Official Magellan Website: Magellan Systems Corporation. Magellan has always been associated with adventure and exploration. The offerings include a wide variety of GPS receivers with emphasis on exploration, adventure and survival. One model offers combined GPS and INMARSAT satellite email!
Magellan 2000 XL

Southeastern Utah, USA Southeaster Utah. A desolate, yet fascinating land covered by range roads, mining roads, surveying roads, prospecting roads, fire lanes, and hundreds of "dead ends". Which is which? Using detailed maps and GPS, it is much easier to select roads that actually go somewhere interesting! Bonus: no road at all -- some of the roads traverse "slickrock" (sandstone usually) which lack any sort of roadway marking at all. Prior to GPS, travelers would either get lost, wandering all over the place, or leave unsightly markers. Now, with GPS, it is possible to stay on course without physical markers.

Warning: it is not foolproof, some maps are wrong, and some roads have been "erased" by the Bureau of Land Management's restoration efforts.

Clickable Image GPS at Hanksville Near Hanksville South of Hanksville Old corral south of Hanksville Little Flattop

Description of Magellan 2000 XL

It has a more elegant look and feel compared to the model 2000. It fits solidly and snugly in your hand and it has an aura of sophisticated technology, which for a long time has been typical of Magellan products. It has a "12 channel receiver" (Geek alert: actually, a single receiver and a single frequency since all satellites transmit on the same frequency, but each transmits a low-speed digital signature which can be matched and phase-locked by one of 12 digital signal processors). Benefit: It can lock and track satellites while it is moving with dramatically improved performance compared to single channel sequential receivers (as found in most older GPS receivers).

The Magellan 2000 XL GPS is my favorite for camping, hiking, and marking a spot.
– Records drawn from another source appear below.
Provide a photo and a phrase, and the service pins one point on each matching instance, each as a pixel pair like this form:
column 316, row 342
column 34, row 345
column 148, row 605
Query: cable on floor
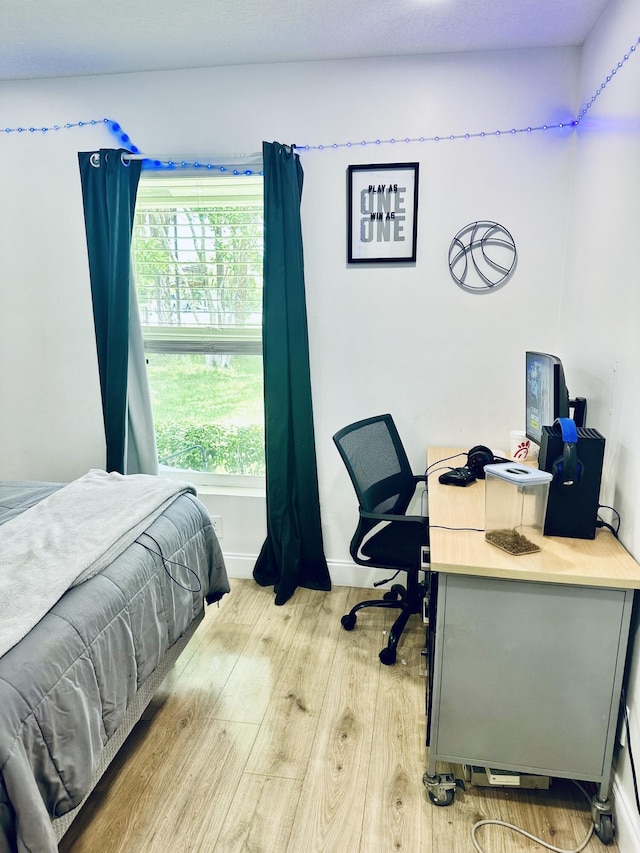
column 511, row 826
It's large latitude/longitude/altitude/time/date display is ideal for including in a photograph. Its long battery life, sturdy simplicity of a permanent antenna hidden inside the waterproof case, the inexpensive cost and long battery life, all contribute to my choice. The glamorous moving maps of the fancier Magellan and Garmin units are not particularly useful on a hike in the mountains.
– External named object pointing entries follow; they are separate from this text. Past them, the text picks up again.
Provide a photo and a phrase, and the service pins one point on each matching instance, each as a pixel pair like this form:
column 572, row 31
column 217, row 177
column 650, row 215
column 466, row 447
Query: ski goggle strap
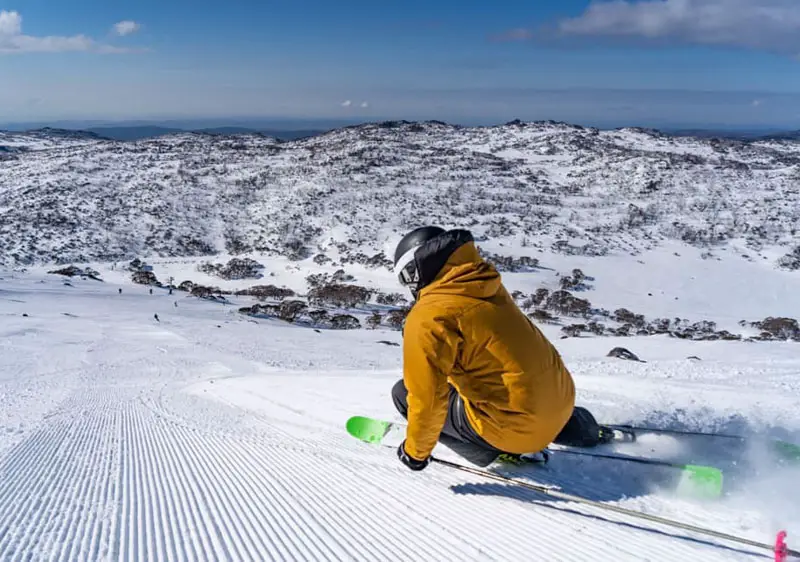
column 406, row 269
It offers a nice variety of navigation screens giving you location (with choices of large digits or small digits), altitude, time and date, compass (when moving), cross track error, speed, velocity-made-good, moving track plot, and a somewhat simple road display that does not move to show cross track error or drift from the specified course -- but this is made up by a superior tracking screen which shows velocity along course, velocity made good (velocity towards the destination), estimated time of arrival and cross track error, all in large, easy-to-read digits..
Magellan GPS 2000
Clickable Image GPS at Tracks Bonneville Dam GPS at Bonneville Dam GPS at Marina GPS near Starfish
Photographs from the Pacific Northwest of the USA, From left to right:

Description of Magellan 2000 GPS

This was my first GPS receiver. I'd seen them during my Navy service, and they were very expensive, finicky, and did not like to be moving even though that is what the Navy needed most of all. I was amazed to find the Magellan 2000 at a bargain price. Setting it on the dashboard of my truck, driving along the freeway toward Boise, Idaho, it took a long time to initialize and get a satellite lock. But it was fantastic and I took it everywhere. It did not like the forest cover of the Pacific Northwest, however. The newer models remedy both of these problems; they acquire satellite lock much more quickly and work better under heavy forest cover.